The intestinal metaplasia and mucosal dysplasia that we and others2 have observed in random sections of the stomach may shed meaningful light on the etiology and pathogenesis of gastric sarcomatoid carcinomas. These mucosal changes are considered to be a precursor lesion of the intestinal type of gastric carcinoma, but not of the diffuse type.15 The intestinal metaplasia is produced by as yet uncertain external environmental carcinogenic factors, such as those present in food or those produced by H. pylori infection. Thus, it would be reasonable to conclude that gastric sarcomatoid carcinomas are etiologically related to the intestinal type of gastric carcinomas, inasmuch as intestinal metaplasia was seen in our case and is also described by Robey-Cafferty et al.2
Sarcomatoid carcinomas of the stomach need to be distinguished from gastrointestinal stromal tumors (GIST),16 and from inflammatory fibroid polyps.17 The presence of neoplastic glands and lack of myogenous markers testify against tumors of smooth muscle origin. Inflammatory fibroid polyps lack the cytological anaplasia and abnormal mitotic figures that are present in the sarcomatoid carcinomas.

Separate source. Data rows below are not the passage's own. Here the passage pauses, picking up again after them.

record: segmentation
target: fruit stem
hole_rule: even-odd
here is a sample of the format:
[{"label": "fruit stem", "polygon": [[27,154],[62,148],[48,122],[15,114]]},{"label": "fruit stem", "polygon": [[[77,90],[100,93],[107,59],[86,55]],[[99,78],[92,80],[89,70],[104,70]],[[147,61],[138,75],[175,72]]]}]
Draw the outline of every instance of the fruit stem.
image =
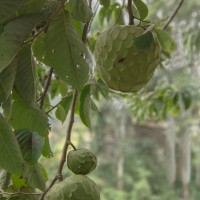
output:
[{"label": "fruit stem", "polygon": [[74,151],[77,150],[76,147],[73,145],[73,143],[72,143],[71,141],[69,141],[68,143],[69,143],[69,145],[74,149]]},{"label": "fruit stem", "polygon": [[132,11],[132,0],[128,0],[128,15],[129,15],[129,25],[134,25],[134,16]]}]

The behavior of sarcomatoid carcinomas is very aggressive and gastrectomy is the most common treatment.1 Data concerning overall mortality of gastric sarcomatoid carcinomas are sparse; however, one report cited a mortality rate of 100%.18 Unfortunately, our patient has been lost to follow-up.
Our report showed a unique gastric sarcomatoid carcinoma that, in addition to having carcinomatous and sarcomatous components, also possessed foci of heterologous cartilaginous differentiation.